Saturday, June 20, 2009


Manhunter; thriller, USA, 1986; D: Michael Mann, S: William Petersen, Dennis Farina, Kim Greist, Brian Cox, Stephen Lang, Joan Allen, Tom Noonan

Former FBI agent Will Graham decides to join the investigation of mysterious homicides after his colleague shows the photos of a murdered family. The killer is obviously a psychopath who attacks only during full moon, and due to the unusual jaw he got the nickname "Tooth fairy". Will asks assistance from murderer Dr. Hannibal Lecter, whom he put behind bars. But Hannibal contacts the killer and even gives him suggestions to kill Will's family in Florida. The killer is Francis who tries to killer a blind woman after a relationship, but Will finds and stops him in time.

Excellent crime thriller "Manhunter", an adaptation of Thomas Harris' novel "Red Dragon", is by it's story, assembly and direction even superior to the hyped sequel "The Silence of the Lambs". Michael Mann proved to be a clever director with loads of highlights, whereas here the thing that matters to him is the style, not violence: the nights are filmed in beautifully blue cinematography, embodying some evasive spirit of the 80s, while details are fantastic, like when agent Will reconstructs the murder in a bloody house by reading the report from the paper. In prison he meets Hannibal Lecter who immediately greets him with a critique ("You still use that awful aftershave?") while he replies him that he captured him because he had a "flaw called madness". It's a pity that Lecter only has a small, 5 minute appearance, but he is wonderfully played by Brian Cox, who refused to repeat his role in "Lambs". It's also excellent how the police is trying to analyze his message on a toilet paper using various technologies. Some have lamented about the odd synthesizer music, but it's one of the finest scores of the 80s, unbelievably blending in with the film as a whole in creating a magical, almost esoteric mood.

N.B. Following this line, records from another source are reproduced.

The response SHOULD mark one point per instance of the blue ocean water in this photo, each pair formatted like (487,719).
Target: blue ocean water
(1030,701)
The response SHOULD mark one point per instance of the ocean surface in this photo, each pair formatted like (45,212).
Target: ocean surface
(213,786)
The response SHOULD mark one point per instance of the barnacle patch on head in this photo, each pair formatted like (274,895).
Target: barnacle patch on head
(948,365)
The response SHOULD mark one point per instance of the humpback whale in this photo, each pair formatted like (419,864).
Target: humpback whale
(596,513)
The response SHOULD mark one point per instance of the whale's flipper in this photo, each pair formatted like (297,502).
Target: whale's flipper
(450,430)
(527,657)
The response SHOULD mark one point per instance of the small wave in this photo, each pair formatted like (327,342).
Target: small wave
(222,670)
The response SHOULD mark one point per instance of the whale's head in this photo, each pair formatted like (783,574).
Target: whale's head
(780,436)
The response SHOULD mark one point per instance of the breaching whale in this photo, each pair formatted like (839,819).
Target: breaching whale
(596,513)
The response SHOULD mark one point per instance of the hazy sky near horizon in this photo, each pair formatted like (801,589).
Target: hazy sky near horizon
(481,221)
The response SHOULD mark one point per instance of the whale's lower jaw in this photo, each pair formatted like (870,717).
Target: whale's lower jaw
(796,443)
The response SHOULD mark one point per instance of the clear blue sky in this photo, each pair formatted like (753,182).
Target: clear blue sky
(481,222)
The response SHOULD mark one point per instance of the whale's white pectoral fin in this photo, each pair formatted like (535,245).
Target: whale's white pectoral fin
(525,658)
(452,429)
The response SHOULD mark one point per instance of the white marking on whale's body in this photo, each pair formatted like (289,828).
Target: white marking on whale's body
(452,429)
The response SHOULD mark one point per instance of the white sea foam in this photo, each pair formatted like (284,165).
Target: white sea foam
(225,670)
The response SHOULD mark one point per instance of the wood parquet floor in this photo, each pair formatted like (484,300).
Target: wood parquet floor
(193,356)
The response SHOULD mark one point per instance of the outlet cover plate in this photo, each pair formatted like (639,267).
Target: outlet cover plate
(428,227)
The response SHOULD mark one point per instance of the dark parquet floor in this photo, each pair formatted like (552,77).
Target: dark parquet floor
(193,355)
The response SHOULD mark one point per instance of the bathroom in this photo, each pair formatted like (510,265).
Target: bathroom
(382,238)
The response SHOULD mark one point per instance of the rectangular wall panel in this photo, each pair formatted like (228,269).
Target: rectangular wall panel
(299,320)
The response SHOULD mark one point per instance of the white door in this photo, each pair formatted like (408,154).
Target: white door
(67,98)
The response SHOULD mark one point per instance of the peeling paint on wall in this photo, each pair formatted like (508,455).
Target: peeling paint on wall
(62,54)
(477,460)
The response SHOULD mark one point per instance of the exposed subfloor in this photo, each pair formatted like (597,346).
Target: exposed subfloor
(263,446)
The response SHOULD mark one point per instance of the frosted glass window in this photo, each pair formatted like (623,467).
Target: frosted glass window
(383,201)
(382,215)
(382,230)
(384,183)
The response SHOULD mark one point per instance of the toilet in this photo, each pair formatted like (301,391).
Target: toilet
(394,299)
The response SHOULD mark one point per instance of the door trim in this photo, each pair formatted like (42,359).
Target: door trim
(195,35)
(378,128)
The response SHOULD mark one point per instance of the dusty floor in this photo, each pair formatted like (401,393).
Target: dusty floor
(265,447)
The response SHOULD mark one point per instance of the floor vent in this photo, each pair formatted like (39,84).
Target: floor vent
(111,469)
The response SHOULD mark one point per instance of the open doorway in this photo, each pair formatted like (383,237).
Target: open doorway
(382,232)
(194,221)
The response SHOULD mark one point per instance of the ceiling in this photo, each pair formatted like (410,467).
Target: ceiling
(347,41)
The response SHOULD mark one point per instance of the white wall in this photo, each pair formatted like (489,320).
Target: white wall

cinemarchaeologist said...

I'm glad I'm not the only one who noticed MANHUNTER was far better than THE SILENCE OF THE LAMBS.

I go ever farther and say Brian Cox is a much better Lector than Anthony Hopkins, who won the Academy Award for his portrayal. The trouble with Sir Anthony's take on the character is that his Lector is so obviously crazy. You can look into his face and see it instantly. Cox is much more effective as a more mundane fellow, someone who really could commit Lector's crimes and still appear normal. The scene where he casually asks for Graham's home phone number is especially well-played--the temperature drops 30 degrees as we realize the implications of the request.

The movie is a very faithful adaptation of the Harris book with the noteworthy exception of the ending--the film does it better.

MANHUNTER didn't do so well at the box office, but it became a monster hit on video, and it's one of the most influential films of the 1980s. It was the first time we saw a profiler work in a movie, and contemporary police dramas of that sort were virtually born with it.

The film was remade a few years ago as RED DRAGON by Hollywood hack Brett Ratner. Ratner, working from the same material and with Hopkins and normally-rock-solid Ed Norton on board, grinds out a terrible film--wretched in every particular. It's useful primarily in demonstrating the importance of having talented people behind the camera. When you do, you get MANHUNTER; when you don't, you get RED DRAGON (and a headache).

Marin Mandir said...

Interesting observations. Yes, I also prefer this over "Lambs". While "Lambs" was a competent film, "Manhunter" had some almost esoteric mood incorporated into it that fascinated me. And from time to time, I also wonder what could have been if Brian Cox played in "Lambs" in '91.